An Eye-opening First Visit

Danish volunteers see how their help is needed in a rough city neighborhood

Maryland Journal

August 01, 2005|By Alec MacGillis | Alec MacGillis,SUN STAFF

Helle Christensen sat on a chair in a church basement in one of Baltimore's roughest neighborhoods and bounced on her lap a 17-year-old girl's 8-month-old baby, whose bottle was filled with Kool-Aid. In the next room, Kenneth Jensen mopped up juice spilled by an older child, while nearby, Herluf Vernegaard Hansen staggered under the weight of a rambunctious boy who was draped around his shoulders for a game of chicken.

As activities for a first-time visit to the United States go, the Empire State Building or Grand Canyon this was not. But the five Danes who came to Baltimore for the past two weeks were not here for sightseeing. They were here on a mission.

The quintet with the bright blond hair and equally sunny idealism could have taken their altruistic zeal to some of the neediest corners of the globe: Honduras, Niger, Botswana.

Instead, they came to America, where they found another troubled corner: the intersection of Pratt and South Calhoun streets in Southwest Baltimore.

If there had been any doubt in their minds about whether the richest country in the world could use their attention, it was erased upon their arrival.

"What we saw when we came ... " said Christensen, 25, her voice trailing away as she recalled her first glimpse of Baltimore blight. "We thought, `This is impossible, this is untrue.' People have this fairytale of the U.S., that it's so rich, but we came, and we saw the streets, and thought, `Wow, it's something wrong here.'"

The five Danes' visit was organized by Youth for Christ, a worldwide, nondenominational service network.

They were joined in their Baltimore mission by several dozen other volunteers from around the United States, part of the legions of young people, many of them in church groups, who spend part of their summer toiling in hot and sticky cities, far from the beaches or mountain camps where many of their peers are.

At night, the volunteers slept on the floors of two Southwest Baltimore churches - the women at St.
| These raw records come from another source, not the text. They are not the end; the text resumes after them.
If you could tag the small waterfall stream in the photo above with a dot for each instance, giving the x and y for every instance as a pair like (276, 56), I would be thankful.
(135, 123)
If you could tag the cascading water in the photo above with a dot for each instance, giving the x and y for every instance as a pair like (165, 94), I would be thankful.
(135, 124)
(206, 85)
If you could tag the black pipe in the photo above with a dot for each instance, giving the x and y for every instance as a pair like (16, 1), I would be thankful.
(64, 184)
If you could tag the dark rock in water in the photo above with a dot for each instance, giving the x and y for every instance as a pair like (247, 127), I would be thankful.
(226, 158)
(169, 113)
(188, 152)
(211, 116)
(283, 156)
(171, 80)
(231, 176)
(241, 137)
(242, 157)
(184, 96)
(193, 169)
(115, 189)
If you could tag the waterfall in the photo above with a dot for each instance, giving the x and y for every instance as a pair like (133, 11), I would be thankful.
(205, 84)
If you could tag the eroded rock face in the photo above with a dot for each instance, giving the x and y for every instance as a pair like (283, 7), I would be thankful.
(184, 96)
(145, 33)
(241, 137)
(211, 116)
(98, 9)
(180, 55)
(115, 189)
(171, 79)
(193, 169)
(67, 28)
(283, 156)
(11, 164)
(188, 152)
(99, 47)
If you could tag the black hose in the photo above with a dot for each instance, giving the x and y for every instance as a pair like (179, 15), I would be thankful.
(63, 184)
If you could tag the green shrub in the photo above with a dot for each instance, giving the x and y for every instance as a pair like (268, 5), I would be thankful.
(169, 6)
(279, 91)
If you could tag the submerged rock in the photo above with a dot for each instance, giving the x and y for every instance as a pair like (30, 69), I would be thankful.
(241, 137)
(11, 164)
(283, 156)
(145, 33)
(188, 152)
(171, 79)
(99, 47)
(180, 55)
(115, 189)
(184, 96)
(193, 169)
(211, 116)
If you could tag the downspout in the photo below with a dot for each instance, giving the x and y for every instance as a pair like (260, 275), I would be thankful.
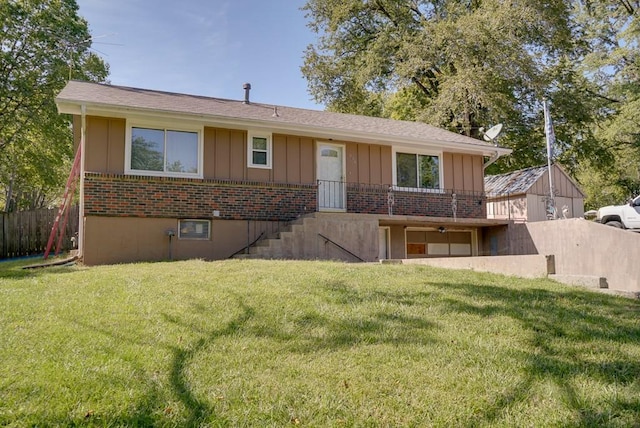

Paul's on Washington Boulevard, the men at Metro Ministries, also known as Charm City Church, an evangelical church that opened last year in the former Southwestern District police headquarters at the corner of Pratt and South Calhoun streets. (The building is the subject of an ownership dispute between the church and a tax-lien company.)

During the day, the volunteers spend their time overseeing a vacation Bible school for local children at the old police building, cleaning trash from vacant lots and helping with church renovations, and doing door-to-door recruiting on behalf of their host churches.

Throughout it all, the Danes, most of whom belong to evangelical churches in Denmark, tried to make sense of what they were seeing around them.

One morning, the second woman in the group was stepping outside the precinct building with a local child under her arm when a dozen police officers swarmed the block in cruisers and on foot, guns drawn, to arrest a suspect just steps away.

Another day, Christensen saw a man come out on steps near the precinct building and hurl a puppy to the sidewalk, where it lay crumpled.

And there was the drug sale that was carried out right in front of Thomas HojJensen, a slender 25-year-old in sandals.

"They were selling just in front of me, like I was not there," he said. "It was a little uncomfortable."

Needless to say, many other local residents took more note of the Danish visitors in their midst.

Hansen, 19, recalled the young man with the dazed-looking eyes who wandered up to him one evening on the sidewalk - with a baseball bat dangling in one hand.

"It was a little frightening at first, but he was just asking questions, you know, where are we from," he said.

Hansen had thought he would know what to expect in Baltimore based on TV shows and movies he'd seen depicting American inner cities. If anything, he said, he assumed those depictions were exaggerated. But he was wrong.

"Before I came I knew it was one of the worst areas in the U.S., but it's hard to imagine when you haven't seen anything like it," he said. "I was amazed it was so bad. It's not just the movies - it's really like that."

In general, the Danes said, the reception they met was positive. Most of the people they chatted with on the streets and in their door-to-door visits would take note of their accents, ask where they were from and seem impressed - and not a little puzzled - that they had come from so far away to help.

Beulah Wilbur, a Charm City congregant, was still raving about the Danes several days after some of them came to her rowhouse a few blocks west of the precinct building to clean her backyard and fix her door frame, in exchange for her having cooked them some breakfasts.

"They're very well-behaved and very nice," she said. "I've been here 35 years, and I've never seen the backyard that nice. You know the grass that grows between the concrete blocks? They even got that out."